Make your own color scheme

  1. In the main menus, choose Edit ▸ Syntax Highlighting to open the color editor.

  2. Click one of the preset color schemes in the list on the left that you want to use as the basis for your new color scheme.

  3. Click Duplicate.

  4. In the pop-up window, enter a name for the new color scheme, then click Accept.

  5. Edit the colors associated with the different syntax types.

    • Click a color name (such as Strings or Numbers) to open a color editor. If you know the RGB hex for the color you want, you can click the hex number to the right of the name to edit it directly.

    • You can change the display name of the scheme using the Name field, and add a bit of descriptive text in the Description field.

    • Click Save (below the Description field) to save changes to the selected color scheme.

      This only writes the current changes to the preferences file containing the color scheme, it does not apply the color scheme to Houdini.

    • Click Revert to discard any changes since the last time you saved the color scheme.

Notes

  • Changing the Text Box Background and Plain colors affects all text fields in Houdini, not just code editors.

  • The dialog displays any HOUDINI_PATH/config/ColorSchemes/*.json it finds on the path, even though when you create a color scheme it always saves it to your preferences directory (in $HOUDINI_USER_PREF_DIR/config/ColorSchemes). If you want to share a color scheme file, you can save it into your preferences and then move the file to a shared directory on the Houdini path.

  • If you create a new color scheme, Houdini generates a filename for it based on the name you enter when you click Duplicate. If you then edit the scheme’s name using the Name text field and click Save, it changes the name displayed in the UI but the filename stays the same. To change the filename, find the file in your preferences folder and rename it there.

  • The dialog shows the file path of the selected scheme in the bottom left corner. You can select it there and copy it to the clipboard.

Limitations

  • Currently there is no way to delete color schemes from the dialog. To delete a color scheme, find the file in your preferences folder and delete it there.

  • Houdini has a limited number of different types of syntax it can color, compared to a standalone text editor, and the types are shared between different languages.

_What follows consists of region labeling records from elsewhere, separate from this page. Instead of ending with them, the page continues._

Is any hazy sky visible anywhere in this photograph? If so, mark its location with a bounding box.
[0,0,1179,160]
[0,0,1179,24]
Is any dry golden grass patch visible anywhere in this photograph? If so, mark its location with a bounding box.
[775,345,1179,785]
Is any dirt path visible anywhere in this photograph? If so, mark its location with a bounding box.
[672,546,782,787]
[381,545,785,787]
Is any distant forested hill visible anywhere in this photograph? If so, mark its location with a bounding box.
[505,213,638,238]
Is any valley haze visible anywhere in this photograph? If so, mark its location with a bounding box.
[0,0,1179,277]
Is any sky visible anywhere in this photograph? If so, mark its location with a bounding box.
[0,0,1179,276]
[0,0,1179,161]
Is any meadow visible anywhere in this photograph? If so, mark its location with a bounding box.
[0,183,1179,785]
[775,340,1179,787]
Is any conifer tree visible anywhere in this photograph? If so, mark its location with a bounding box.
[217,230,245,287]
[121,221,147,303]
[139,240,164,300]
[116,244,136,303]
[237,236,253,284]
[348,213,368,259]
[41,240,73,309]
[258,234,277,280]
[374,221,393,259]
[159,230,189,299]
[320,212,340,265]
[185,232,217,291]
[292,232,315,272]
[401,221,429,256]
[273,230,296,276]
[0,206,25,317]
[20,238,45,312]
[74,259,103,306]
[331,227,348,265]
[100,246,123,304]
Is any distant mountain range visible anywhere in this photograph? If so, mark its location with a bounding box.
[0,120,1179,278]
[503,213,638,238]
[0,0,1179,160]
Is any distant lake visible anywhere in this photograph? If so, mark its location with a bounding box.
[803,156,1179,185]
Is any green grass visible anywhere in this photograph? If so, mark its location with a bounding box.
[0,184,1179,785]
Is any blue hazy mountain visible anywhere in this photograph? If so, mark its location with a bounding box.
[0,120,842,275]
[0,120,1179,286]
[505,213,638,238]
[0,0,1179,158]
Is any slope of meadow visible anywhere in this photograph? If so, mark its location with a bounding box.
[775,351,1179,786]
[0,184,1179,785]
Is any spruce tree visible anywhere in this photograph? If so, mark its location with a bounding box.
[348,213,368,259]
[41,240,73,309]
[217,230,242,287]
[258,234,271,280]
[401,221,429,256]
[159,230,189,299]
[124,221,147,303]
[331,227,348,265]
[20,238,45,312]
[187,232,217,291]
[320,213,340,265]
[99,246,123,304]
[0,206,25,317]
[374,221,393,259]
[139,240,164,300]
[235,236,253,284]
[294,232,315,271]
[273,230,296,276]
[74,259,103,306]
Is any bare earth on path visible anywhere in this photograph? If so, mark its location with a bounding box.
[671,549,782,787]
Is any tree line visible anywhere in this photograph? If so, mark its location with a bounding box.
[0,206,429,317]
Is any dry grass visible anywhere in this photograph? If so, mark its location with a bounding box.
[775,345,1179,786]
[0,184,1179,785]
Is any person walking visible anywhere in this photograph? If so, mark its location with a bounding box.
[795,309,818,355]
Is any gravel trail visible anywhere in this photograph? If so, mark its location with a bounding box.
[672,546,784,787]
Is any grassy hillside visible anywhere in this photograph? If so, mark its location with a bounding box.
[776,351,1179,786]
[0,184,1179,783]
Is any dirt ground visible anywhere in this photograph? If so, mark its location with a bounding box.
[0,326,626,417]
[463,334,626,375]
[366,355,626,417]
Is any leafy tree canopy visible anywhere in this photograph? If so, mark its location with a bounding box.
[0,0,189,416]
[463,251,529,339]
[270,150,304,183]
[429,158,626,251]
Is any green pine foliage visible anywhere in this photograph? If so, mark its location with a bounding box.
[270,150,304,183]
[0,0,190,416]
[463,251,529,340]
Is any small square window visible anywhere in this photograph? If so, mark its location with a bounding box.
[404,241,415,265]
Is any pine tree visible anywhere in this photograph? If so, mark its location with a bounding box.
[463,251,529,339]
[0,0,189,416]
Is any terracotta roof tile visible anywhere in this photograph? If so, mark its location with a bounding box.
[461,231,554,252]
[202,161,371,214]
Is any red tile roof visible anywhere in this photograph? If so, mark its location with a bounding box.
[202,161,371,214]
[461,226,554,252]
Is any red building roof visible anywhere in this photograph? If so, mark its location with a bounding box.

  • Houdini uses different background colors in parameter fields to indicate various states (such as keyframed parameters), and some color schemes may not work well with all the possible background colors.

  • The syntax highlighting preview in the window uses Qt syntax highlighters, which are separate, parallel implementations to the highlighting in the native Houdini UI. So, for example, the VEX highlighting preview may not exactly match the highlighting of VEX snippets in the parameter editor.

How it works

In versions of Houdini prior to 20.5, if you wanted to change one of the UI colors, you had to duplicate the entire $HFS/houdini/config/UIDark.hcsfile into your $HOUDINI_USER_PREF_DIR/config` directory, then edit the lines you wanted to change. Then if Houdini ever added or changed a color, it wouldn’t be in your copy of the file, which could cause problems.

Since version 20.5, Houdini loads and overlays all .hcs files it finds on the path. So you can create a “snippet” .hcs file in your prefs that only contains the colors that you want to override, and Houdini will use those colors and get all others from lower levels in the path ($HFS). This is how the syntax highlighting editor works: when you click Apply, it writes a snippet of .hcs to your prefs/config directory that only overrides the colors related to syntax highlighting.

For legacy reasons, Houdini chooses which .hcs files in the path apply to a given color scheme NOT by filename, but rather by this line inside the file:

Scheme: Houdini Dark

…so if you make an override file you need to include that line. This also means you don’t need to name your file UIDark.hcs, it just needs the .hcs extension.